“It looked bigger in the picture”
We spoke recently about weighing food ready to sell, in this instalment we’ll look at picking the correct size container for your food. Perhaps you have that great new food line sat in a bowl or the bottom of the saucepan and now you need to sort some packaging out. This guide should look and sound familiar enough to many busy chefs, often short of time – you know how it is, a million things going on at once and you’re doing it all at the wrong end of the day. Websites are great, packed full of information and photos, capacities too. But it’s just not the same is it?
“Yeah, but I can take a rough guess”
You can, and many do. A couple of days later, we’re talking to customers looking to return something as it’s not quite right.

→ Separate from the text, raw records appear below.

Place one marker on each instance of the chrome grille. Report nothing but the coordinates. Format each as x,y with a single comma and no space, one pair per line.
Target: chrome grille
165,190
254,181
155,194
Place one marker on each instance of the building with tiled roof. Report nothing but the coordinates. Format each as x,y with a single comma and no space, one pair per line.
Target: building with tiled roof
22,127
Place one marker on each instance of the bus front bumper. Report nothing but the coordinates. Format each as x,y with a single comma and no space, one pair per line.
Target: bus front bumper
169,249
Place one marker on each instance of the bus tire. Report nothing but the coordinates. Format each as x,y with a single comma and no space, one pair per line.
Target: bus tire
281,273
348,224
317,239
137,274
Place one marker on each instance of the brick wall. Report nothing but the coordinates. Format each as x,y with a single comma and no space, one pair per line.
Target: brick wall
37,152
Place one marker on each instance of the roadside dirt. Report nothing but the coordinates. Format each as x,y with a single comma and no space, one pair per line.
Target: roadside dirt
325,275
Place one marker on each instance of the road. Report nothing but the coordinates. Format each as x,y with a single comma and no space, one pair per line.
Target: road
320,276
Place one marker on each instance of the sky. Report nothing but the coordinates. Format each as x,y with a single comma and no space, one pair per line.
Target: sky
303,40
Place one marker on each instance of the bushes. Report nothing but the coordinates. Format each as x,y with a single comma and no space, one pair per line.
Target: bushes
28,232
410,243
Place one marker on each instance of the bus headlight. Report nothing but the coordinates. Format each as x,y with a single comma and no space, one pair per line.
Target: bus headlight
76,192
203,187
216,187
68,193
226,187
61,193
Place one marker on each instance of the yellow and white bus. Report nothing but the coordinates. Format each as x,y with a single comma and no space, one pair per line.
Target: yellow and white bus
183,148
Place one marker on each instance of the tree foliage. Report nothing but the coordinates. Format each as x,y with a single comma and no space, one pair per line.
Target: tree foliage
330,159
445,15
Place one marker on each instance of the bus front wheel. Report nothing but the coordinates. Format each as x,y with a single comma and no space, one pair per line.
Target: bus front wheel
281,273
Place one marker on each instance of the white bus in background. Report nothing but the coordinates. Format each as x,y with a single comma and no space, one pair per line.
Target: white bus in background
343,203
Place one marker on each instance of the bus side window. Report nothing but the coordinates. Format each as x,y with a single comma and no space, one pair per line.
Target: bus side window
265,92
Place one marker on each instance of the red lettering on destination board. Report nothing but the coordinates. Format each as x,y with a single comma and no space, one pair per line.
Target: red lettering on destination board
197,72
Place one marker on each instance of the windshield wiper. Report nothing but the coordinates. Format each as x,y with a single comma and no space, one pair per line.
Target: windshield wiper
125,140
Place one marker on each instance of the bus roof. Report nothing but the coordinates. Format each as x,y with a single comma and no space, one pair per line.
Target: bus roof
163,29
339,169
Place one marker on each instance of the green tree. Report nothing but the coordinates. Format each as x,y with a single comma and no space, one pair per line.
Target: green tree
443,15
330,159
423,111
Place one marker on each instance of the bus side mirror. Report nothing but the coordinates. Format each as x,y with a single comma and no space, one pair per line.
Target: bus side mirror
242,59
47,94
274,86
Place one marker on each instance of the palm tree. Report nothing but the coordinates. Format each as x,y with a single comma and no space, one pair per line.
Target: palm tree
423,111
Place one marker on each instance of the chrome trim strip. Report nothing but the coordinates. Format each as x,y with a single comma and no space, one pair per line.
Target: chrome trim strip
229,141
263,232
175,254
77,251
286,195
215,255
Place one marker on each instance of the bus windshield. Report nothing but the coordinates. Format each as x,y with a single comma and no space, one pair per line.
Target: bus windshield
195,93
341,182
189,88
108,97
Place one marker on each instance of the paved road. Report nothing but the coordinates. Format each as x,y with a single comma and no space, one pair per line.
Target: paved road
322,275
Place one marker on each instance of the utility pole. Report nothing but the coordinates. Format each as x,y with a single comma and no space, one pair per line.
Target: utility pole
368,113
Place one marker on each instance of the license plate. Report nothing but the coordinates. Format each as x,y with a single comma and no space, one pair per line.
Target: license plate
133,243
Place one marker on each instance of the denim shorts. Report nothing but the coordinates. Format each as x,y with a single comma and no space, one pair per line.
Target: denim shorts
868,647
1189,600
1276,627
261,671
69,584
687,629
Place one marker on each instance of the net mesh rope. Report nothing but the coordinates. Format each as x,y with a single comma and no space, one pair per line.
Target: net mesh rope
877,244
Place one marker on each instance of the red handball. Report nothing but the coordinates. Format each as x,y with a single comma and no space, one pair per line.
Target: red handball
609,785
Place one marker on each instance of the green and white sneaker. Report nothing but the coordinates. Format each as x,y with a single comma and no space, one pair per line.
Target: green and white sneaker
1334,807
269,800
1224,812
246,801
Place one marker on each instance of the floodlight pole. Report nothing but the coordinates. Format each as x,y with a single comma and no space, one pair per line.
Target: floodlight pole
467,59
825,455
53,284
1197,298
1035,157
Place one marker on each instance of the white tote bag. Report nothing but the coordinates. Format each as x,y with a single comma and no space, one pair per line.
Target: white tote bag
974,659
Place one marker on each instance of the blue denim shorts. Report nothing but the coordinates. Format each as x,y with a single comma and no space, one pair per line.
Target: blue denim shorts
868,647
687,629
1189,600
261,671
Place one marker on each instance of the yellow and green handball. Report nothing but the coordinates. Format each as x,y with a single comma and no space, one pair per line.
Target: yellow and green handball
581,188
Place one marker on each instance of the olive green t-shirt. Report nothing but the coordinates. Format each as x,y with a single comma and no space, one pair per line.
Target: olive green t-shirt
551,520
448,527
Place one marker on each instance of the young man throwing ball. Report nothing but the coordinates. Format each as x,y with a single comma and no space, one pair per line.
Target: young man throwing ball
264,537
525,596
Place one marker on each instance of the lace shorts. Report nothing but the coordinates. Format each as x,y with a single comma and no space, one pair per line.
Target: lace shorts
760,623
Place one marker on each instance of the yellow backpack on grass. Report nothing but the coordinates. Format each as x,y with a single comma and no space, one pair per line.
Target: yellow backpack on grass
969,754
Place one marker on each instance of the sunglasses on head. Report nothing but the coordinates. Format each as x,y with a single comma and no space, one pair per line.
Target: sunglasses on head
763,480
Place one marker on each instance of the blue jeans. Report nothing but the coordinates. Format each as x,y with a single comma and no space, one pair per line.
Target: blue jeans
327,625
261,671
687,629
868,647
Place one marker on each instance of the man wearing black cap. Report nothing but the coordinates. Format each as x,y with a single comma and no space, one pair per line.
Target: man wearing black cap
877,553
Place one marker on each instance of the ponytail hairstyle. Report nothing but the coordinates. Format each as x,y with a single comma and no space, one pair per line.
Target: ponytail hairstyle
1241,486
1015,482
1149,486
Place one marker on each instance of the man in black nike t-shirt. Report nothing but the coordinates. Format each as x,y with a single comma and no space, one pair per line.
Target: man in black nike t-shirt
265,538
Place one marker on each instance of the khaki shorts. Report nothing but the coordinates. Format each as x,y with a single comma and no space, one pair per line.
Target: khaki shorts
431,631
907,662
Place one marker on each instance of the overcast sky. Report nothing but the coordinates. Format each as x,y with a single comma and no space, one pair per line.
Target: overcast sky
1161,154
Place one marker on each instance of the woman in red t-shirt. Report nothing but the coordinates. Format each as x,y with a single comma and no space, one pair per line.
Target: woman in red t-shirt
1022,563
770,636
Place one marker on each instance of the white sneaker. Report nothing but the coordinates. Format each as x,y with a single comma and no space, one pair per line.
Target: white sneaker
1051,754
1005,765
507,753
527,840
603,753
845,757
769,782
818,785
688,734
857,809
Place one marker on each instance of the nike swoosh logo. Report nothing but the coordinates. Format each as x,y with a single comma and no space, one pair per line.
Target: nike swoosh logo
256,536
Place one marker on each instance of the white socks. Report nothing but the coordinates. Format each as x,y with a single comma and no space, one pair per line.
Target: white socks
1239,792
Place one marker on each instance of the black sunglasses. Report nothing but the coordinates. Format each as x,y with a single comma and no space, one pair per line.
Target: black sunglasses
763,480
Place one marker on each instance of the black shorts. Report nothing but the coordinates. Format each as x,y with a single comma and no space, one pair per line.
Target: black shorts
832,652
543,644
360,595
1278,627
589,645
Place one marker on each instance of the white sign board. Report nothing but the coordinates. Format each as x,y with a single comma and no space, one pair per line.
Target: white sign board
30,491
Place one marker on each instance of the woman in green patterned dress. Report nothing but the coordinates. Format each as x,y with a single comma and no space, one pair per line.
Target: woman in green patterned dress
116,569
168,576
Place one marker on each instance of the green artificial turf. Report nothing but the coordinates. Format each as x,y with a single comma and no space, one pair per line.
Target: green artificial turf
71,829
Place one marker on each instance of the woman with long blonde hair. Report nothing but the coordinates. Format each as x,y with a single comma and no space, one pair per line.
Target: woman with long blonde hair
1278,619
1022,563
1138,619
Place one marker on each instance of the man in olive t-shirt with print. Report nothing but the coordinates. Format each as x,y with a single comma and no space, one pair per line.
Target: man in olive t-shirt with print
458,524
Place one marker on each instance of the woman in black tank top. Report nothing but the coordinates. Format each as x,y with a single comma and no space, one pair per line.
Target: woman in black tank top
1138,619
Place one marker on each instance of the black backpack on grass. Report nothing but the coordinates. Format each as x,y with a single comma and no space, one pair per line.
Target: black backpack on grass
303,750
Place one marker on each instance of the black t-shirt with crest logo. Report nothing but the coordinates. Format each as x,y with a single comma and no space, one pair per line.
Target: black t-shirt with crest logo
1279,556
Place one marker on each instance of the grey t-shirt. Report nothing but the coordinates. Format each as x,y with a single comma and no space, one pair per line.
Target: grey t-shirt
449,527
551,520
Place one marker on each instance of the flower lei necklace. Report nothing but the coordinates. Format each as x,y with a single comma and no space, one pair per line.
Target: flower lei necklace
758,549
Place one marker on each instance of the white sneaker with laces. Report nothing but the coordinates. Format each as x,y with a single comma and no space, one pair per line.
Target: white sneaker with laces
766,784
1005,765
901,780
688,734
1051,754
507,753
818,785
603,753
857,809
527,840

If you’ve ever played this game, it’s costly, wastes time and it’s a whole load of faff isn’t it? A slightly too big container = potential overfill, loss of profit and/or feedback from your customers that you’re skimping on portions. This method works for liquid, dry, solid and somewhere in between food – so pretty much everything.
“Makes sense, I’ve wasted so much time and money in the past. Show me how it’s done then.”
Alright, here we go. All you need are a set of scales, and something big enough to hold an intended portion of your food. (In this case, cooked rice) If your kitchen jug is in the back of the fridge with baked beans in it, no problems. You can use anything – mug, jug, pint glass, vase, as long as you can put it on your scales and see the read out.
- This is a bulk batch of rice, just cooked off. (Smells great!) It’s too big for a portion though.
- The rice in the bowl is the portion I want to sell, so I need a container for it.
- I’ve found an old 800ml Tamper Evident Container in the back of the cupboard. It’s too big as the empty space is basically wasted money.
- This leads us to the last picture. Flatten the rice in the container, and make a mark on the outside to indicate the level the rice fills to. I’ve used masking tape, but if you’ve had a rough day, a nick with your knife will do the job, a blue plaster, elastic band, marker – you get my drift. Make use of what is to hand!
Empty your rice out, and give the container a rinse out. Weigh the container whilst its empty and make a note.
Fill the container with water to your knife nick / plaster / elastic band / masking tape line. This is the volume your rice takes up. Remember, 1ml of cold water = 1 gram. In this example, our rice needs a container with a capacity of at least 400ml (the container weighs 16g)
How easy is that? A 10 minute exercise has likely saved you an hour of hassle and the best part of £20 in collection and re-delivery fees. (We also call this profit) I’ve put my rice in a 500cc Clear Rectangular Plastic Container and Lid. Although 100g odd bigger in volume than I need, I’ll be freezing my rice so want to allow a little room for expansion. We also know that my portion of rice weighs 260g.
You now know how to work out both the weight and the volume of your food – whatever it may be, which should make hunting out the right sized container MUCH easier as you’re now making an informed decision rather than an educated guess.
At the very least, you need a 15oz / 420ml container. My 800ml container that was way too big should actually be more like a 440ml Tamper Evident Container, or maybe a 16oz/482ml Clear Round Container. Feel like going the non plastic route? How about a 16oz Noodle Box? All are very different shapes, but they all have the same capacity.
So now you know what you’re selling, how much it weighs and the size of container it needs. If you sell pre-packed food for direct sale, new rules are coming into force in October 2021. This will be a legal requirement as a direct result of the passing of Natashas Law in 2019 and relates to how you label food for sale. We will cover names, ingredients, allergens, sell by / best before dates and cooking/ re-heating guidelines.
One last thing, we measure the capacity of our products with a set of scales and tap water. Works every time.